Men’s fashion is notorious for moving at a glacial crawl, resistant and stubborn to upheavals and conceding only to small alterations in seasonal trends. Only recently has menswear begun to understand and appreciate ideas like sensuality and sexiness for the male form. And only recently has that appreciation been able to find its place on the suit, that most stubborn of clothing styles. 

Designers of menswear are tasked with reinventing, or at the very least making an interesting tweak, to the suit every season. That’s fine and well, but the occasions in which designers have presented collections upending and offering actually revolutionary ideas are rare. It’s why Stefano Pilati’s Spring/Summer 2016 collection for Ermenegildo Zegna is so important. That collection, dubbed informally as an “haute couture” one for the level of work and care put into it, in many ways reset the culture around suiting and laid the groundwork for a number of designers today

The central idea to Pilati’s collection then was male sexiness. It might not be as radical now – what with designers like Ludovic de Saint Sernin, John Galliano, and Kim Jones tackling it – but menswear then was still quite freshly on the cusp of reviewing and revising its attitudes. Pilati’s approach was to capitalise on the fabric mastery and innovation that the house of Zegna afforded. It is, after all, a luxury for a fashion designer to work for a brand that creates its own fabrics and that can be the first to benefit from breakthroughs.

Stefano Pilati opened his Spring/Summer 2016 collection for Ermenegildo Zegna with a series of all-black looks that seemed almost an antithetical tease to the aesthetic volta he would take to introduce lightness and sensuality later in the show.

Lightness was a central idea, and the house’s approach was through fabric. Men’s fashion is historically built on structure and discipline – consider the strict lines of tailoring, designed to shape the body. Think too of its roots in regimental military dress, and the use of heavier fabrics like wool to achieve its effects. In this collection, the fabrics bordered on diaphanous and sheer. The trousers – loose, and cut with pleats – looked opaque until the model walked and their legs pressed against the fabric. Then, you could see a hint of skin through the fabric and it became clear how light the materials actually were. The materials moved with the models' walk, and there was an airiness and buoyancy all of a sudden to these otherwise traditional suits. A sort of relationship to their wearer's bodies that felt easier, kinder, more forgiving, tender and sensitive.

There were madras prints used throughout too, at certain points in vibrant pastels that served as tonal sumptuousness, and at most others on more traditional suiting fabrics as a subtle suggestion of lightness.

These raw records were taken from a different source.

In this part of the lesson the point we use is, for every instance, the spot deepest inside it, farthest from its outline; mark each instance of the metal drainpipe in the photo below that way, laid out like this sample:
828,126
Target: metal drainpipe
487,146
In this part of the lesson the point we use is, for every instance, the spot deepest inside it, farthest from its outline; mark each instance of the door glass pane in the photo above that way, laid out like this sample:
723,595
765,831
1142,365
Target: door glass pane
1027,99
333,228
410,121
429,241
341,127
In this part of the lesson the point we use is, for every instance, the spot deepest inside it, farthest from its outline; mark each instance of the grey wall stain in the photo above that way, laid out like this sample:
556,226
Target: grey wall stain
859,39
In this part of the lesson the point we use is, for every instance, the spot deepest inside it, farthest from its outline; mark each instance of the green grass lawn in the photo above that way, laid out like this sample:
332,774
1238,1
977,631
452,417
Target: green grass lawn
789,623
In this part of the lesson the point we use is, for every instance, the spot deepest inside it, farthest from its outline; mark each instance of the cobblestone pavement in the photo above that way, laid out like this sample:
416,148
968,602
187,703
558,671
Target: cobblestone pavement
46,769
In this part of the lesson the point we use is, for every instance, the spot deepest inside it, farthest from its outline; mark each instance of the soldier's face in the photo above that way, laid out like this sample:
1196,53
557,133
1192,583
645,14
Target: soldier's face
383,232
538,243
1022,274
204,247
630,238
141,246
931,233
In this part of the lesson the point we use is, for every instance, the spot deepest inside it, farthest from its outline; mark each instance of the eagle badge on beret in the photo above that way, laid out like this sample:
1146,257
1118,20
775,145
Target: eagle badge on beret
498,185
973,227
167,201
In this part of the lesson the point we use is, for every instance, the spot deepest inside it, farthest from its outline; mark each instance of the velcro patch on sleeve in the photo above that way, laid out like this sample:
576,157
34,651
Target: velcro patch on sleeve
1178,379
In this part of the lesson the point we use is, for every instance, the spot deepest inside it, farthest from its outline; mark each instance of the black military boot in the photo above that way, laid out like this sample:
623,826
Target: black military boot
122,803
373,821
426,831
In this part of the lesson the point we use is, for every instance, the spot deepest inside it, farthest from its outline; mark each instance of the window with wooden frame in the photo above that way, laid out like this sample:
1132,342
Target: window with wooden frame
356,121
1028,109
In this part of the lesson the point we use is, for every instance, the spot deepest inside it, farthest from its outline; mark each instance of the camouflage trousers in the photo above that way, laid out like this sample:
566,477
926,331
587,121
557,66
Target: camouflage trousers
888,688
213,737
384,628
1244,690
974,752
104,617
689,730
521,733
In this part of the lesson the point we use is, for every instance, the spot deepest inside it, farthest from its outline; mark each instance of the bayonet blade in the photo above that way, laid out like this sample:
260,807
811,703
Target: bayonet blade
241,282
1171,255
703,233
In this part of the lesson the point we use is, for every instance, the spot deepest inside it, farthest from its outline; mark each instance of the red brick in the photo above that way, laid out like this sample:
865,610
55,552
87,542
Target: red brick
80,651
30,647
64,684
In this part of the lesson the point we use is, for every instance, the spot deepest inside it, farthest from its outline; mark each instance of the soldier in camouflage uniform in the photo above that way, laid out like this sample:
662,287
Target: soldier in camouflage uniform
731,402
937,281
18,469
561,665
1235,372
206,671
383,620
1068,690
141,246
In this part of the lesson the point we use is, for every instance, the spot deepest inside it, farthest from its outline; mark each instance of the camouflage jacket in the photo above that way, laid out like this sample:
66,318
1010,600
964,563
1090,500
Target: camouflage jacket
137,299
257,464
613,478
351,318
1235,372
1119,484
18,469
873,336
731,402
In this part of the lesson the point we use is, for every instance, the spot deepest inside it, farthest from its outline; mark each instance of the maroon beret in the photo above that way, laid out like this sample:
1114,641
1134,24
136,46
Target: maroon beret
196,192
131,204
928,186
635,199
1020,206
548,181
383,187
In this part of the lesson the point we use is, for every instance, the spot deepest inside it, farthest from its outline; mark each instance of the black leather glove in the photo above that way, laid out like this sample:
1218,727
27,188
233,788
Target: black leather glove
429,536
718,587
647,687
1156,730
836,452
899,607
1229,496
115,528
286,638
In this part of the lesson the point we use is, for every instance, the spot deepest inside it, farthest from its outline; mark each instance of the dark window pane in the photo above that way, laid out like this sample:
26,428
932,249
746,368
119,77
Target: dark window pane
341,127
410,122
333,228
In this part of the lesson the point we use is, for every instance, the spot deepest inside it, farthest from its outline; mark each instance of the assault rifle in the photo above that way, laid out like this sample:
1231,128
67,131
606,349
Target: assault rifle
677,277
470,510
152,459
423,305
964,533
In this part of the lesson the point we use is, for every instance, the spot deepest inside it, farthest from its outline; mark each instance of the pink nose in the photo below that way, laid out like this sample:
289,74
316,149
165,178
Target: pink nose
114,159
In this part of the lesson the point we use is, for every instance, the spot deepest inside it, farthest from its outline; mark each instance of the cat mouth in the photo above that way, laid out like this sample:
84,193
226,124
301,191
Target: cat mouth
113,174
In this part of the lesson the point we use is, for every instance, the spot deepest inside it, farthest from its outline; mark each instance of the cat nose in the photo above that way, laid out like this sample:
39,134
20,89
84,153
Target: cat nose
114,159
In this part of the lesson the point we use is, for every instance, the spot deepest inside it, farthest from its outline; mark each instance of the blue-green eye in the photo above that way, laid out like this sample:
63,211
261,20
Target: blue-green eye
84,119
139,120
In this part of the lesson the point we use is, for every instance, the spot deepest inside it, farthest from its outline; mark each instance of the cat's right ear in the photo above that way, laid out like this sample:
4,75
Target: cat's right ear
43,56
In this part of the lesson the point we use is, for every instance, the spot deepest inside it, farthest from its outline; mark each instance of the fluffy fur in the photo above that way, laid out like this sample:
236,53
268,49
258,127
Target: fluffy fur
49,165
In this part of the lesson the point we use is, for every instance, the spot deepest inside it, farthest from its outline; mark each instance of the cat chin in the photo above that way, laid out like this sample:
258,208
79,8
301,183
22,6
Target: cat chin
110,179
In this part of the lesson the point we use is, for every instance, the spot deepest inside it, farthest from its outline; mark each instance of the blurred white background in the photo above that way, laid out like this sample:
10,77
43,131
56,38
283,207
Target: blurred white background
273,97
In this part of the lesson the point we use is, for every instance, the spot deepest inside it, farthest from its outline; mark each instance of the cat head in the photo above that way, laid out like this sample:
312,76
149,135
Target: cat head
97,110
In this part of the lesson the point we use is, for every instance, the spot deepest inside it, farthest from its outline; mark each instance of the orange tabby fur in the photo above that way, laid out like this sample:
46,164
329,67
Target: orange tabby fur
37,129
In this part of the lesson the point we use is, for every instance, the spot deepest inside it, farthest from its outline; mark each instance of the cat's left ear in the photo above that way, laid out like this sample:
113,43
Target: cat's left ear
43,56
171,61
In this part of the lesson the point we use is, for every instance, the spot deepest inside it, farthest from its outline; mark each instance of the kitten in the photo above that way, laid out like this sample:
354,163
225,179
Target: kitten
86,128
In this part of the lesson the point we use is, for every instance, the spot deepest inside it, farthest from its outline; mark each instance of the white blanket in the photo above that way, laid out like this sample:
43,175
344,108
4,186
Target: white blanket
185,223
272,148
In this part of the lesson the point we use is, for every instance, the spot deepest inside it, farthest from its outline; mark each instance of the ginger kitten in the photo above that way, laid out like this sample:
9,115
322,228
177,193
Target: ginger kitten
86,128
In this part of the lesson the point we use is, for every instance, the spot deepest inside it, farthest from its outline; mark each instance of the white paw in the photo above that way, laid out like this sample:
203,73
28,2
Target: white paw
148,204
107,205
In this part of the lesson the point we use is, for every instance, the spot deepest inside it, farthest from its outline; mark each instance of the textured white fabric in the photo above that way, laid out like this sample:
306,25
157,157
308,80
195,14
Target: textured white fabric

On those greys, the madras looked almost faded and washed out, not unlike pieces of clothing that have been so lovingly worn they’ve become as familiar as a second skin. There’s a very sensual quality to that idea of clothes that we are so intimate with, and have such a relationship with, that they become cherished and loved even more so because of the ways they’ve been broken in and taken up their shapes and forms around our bodies. 

That’s not to say, however, that there was anything sloppy about this collection. Tailoring is the lifeblood of the Zegna brand, and Pilati’s sense of cut and proportion is formidable. The silhouette up top was a more slender one, and it retained the soft, sloped shoulders and nipped waist of a traditional Italian cut. The jackets were light enough that it became possible to layer two jackets, a double-breasted under a single-breasted one. Critically, the tailoring had a sense of fluidity and looseness that is not typically the product of, well, the tailoring process. Haute couture ateliers typically divide the work between two workrooms: tailleur and flou. The former specialises on structured pieces that draw from tailoring techniques, and the latter on dressmaking techniques that require more draped work.

Pilati introduced the concept of Couture to the brand, and even today it remains the pinnacle of the Zegna suiting offering. Maybe what doesn’t get acknowledged enough is that Pilati brought a much-needed dose of femininity to a men’s fashion house, and in this collection epitomized that advancement and progress with ennervating lightness. It was a breath of fresh air, and one that, if you watch the way menswear has grown, the industry continues to breathe.